- 1 12-15 lb. Turkey
- 1/4 cup orange juice
- 1 Tbs. lemon juice
- 1/2 cup butter or
margarine - melted
- 1 tsp. seasoned salt
- 1/2 tsp. paprika
- 1 cup rosé wine
- 1 small onion, halved
- 2 stalks celery - cut
in 2" pieces
- 1/4 tsp. onion powder
- Twine
- Sage Stuffing
Directions
Preheat oven to 325 degrees.
Wash the bird in warm water
and pat dry. Place on rack in roasting pan.

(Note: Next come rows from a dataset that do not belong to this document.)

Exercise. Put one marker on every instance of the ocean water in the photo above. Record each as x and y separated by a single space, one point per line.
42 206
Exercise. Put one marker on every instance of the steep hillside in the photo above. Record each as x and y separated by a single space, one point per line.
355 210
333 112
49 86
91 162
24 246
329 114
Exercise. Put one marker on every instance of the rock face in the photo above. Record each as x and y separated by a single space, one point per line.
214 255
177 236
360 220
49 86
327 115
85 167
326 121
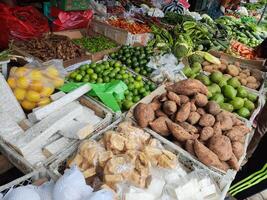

In body cavity place celery,
onion, and 1/2 cup wine. Using twine, tie legs together over
cavity. Tuck wings under, or skewer against sides of
bird. Brush bird with 1/4 cup melted butter. Insert meat
thermometer in inner thigh. Roast uncovered for 1 hour.
Combine remaining melted
butter and wine with orange and lemon juices, seasoned salt,
paprika, and onion powder. Use to baste turkey
frequently during remaining cooking time.
Roasting time varies
depending on weight of bird. Roast according to turkey
package directions, or until thermometer registers 180
degrees.
If bird begins to brown to
early, cover crown loosely with aluminum foil, removing to
baste then replacing.
Prepare Sage Stuffing in
separate dish and serve with turkey.